Where do we find the bottom line, the truth, the successful end of our quest, and how will we know when we’ve discovered it? Churchhill once said, “Men occasionally stumble over the truth, but most of them pick themselves up and hurry off as if nothing had happened.” Do we bump into truth in the darkness, only to carom off in another direction, glad to have survived the collision?
Truth is hard to establish. Eyewitnesses to the same event may differ widely in what they believe they saw. A corpus delicti, a cellphone video, a bloody glove, a laptop, a dossier, a sworn affidavit, a cross, a crown of thorns, an image mysteriously appearing on a long linen cloth. Nothing proves anything beyond reasonable doubt.
But this stubborn fact remains, “I am the way, the truth and the life.” This man told us that He is the truth. He proved it by dying, and then rising to life again, never again to die and promising his followers everlasting life. It isn’t in telescopes or petri dishes or launch pads that this fact will be established, but in the lives and hearts of millions, even billions of believers in the living Jesus. It's true or we’re sunk. He’s the truth or we are complete fools.

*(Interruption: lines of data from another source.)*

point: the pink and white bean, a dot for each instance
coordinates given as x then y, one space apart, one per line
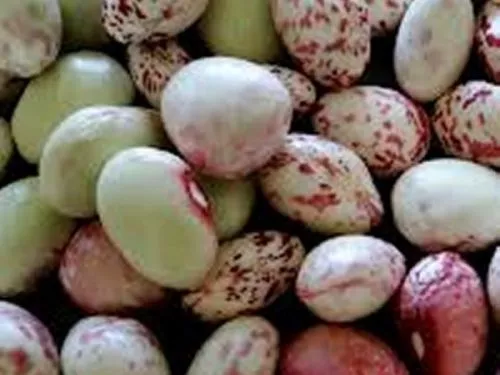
448 204
26 345
386 15
250 273
335 349
227 116
243 346
131 21
349 277
493 285
97 277
152 64
109 345
488 39
329 39
301 89
466 122
323 185
430 55
442 315
30 36
386 129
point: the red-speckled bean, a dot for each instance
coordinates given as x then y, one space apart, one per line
323 185
386 129
243 346
301 89
109 345
250 273
137 20
488 38
329 39
349 277
442 315
385 15
466 122
152 64
334 349
26 346
96 276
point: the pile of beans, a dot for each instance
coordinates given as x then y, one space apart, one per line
235 187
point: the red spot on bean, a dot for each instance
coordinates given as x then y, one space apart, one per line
320 202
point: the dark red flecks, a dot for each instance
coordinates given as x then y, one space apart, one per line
366 203
262 239
168 13
124 7
493 40
319 202
305 168
480 94
329 166
446 304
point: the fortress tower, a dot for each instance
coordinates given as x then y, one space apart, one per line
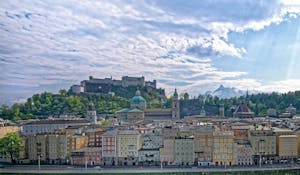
91 113
175 106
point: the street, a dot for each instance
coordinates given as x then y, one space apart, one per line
99 170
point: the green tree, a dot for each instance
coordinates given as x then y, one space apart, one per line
186 96
10 145
105 123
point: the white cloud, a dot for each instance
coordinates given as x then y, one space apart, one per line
50 42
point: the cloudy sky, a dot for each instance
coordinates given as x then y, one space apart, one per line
46 45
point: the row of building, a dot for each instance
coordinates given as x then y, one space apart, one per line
138 136
176 144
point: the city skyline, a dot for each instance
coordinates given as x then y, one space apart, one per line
194 46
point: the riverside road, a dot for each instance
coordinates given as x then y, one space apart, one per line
32 169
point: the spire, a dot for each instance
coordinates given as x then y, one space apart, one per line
175 93
138 92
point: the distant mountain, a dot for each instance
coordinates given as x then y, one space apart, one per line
226 92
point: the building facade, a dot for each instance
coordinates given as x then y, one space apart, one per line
128 145
184 151
263 143
223 149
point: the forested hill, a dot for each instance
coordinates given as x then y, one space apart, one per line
258 103
48 104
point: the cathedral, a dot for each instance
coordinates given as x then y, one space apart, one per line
138 110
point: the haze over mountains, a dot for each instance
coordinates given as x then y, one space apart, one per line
226 92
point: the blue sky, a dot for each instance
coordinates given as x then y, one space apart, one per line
46 45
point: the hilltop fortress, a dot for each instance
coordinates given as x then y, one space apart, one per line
96 85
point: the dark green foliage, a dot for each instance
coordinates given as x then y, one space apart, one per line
10 145
258 103
48 104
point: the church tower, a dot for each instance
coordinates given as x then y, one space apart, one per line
221 110
175 106
91 113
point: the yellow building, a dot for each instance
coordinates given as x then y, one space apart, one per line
57 148
76 142
298 141
287 145
263 142
223 149
37 147
8 129
203 145
128 144
279 132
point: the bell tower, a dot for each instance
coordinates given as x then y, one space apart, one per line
175 106
91 113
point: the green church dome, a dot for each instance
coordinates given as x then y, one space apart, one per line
138 99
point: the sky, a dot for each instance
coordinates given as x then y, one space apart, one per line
195 46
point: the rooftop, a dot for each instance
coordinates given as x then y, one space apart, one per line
47 122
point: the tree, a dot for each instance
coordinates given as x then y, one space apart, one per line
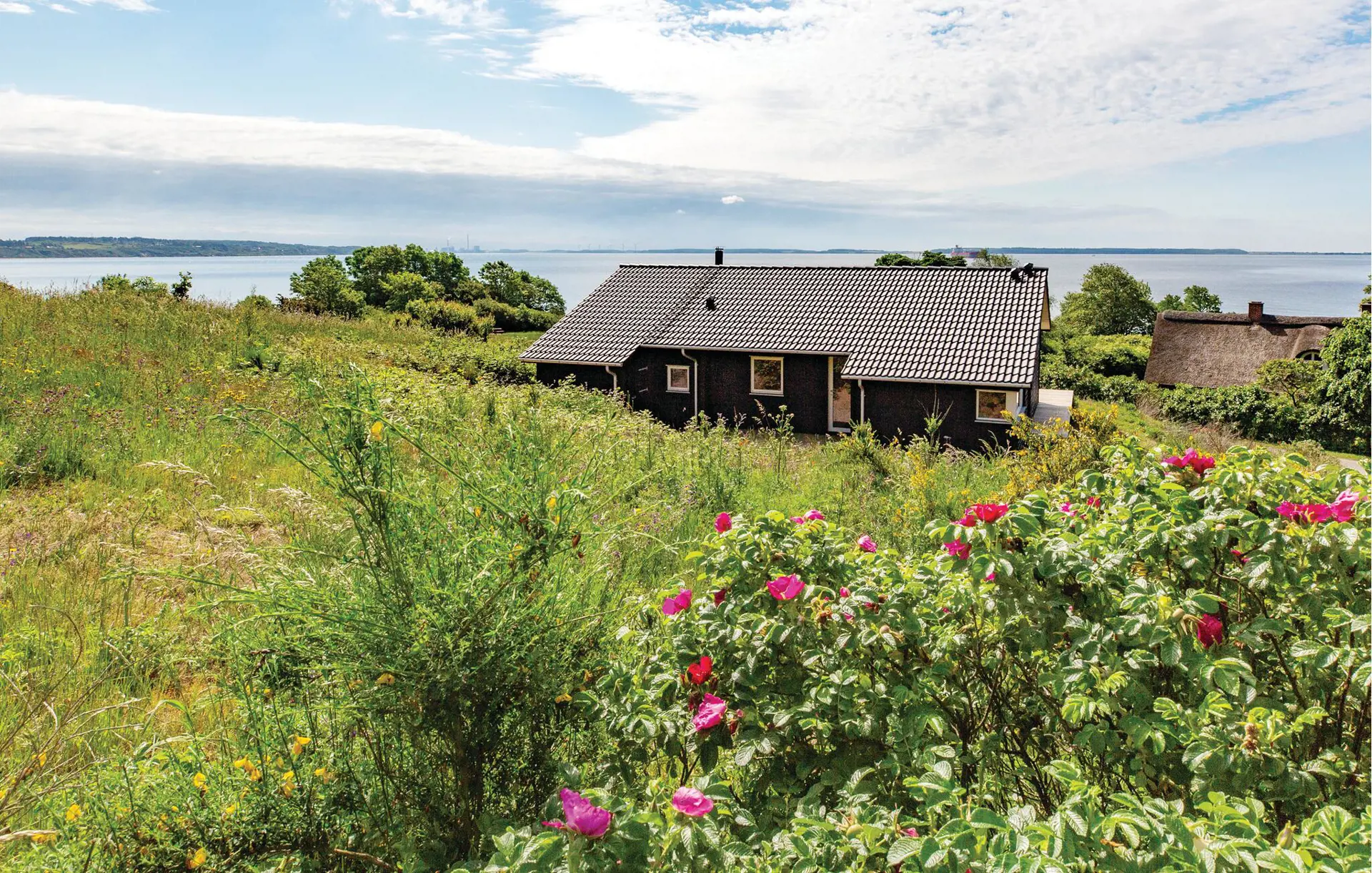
326 287
404 287
1110 301
1293 379
182 287
1193 298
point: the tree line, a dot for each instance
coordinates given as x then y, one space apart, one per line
432 287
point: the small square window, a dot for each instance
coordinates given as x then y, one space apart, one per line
767 375
678 379
993 404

Yes, it’s subjective. Yes, it could all be a very clever deception, but then why create such a fool’s paradise as the Church? Who benefits by our following a man dead 2000 years? What else explains the actions of eleven men and a gathering of women and other disciples who were far more willing to witness what they’d seen than to save their own lives? Independent sources all say that He lived and died on a cross, and the evidence of His Resurrection would be sufficient today for a conviction in court or a scientific journal peer-reviewed article.
He is truth. And so must we conclude and for all our lives declare it. He is truth, and everyone who says otherwise is lying. Never be afraid to say you believe in Jesus Christ.
O ALMIGHTY God, who alone canst order the unruly wills and affections of sinful men; Grant unto thy people, that they may love the thing which thou commandest, and desire that which thou dost promise; that so, among the sundry and manifold changes of the world, our hearts may surely there be fixed, where true joys are to be found; through Jesus Christ our Lord. Amen.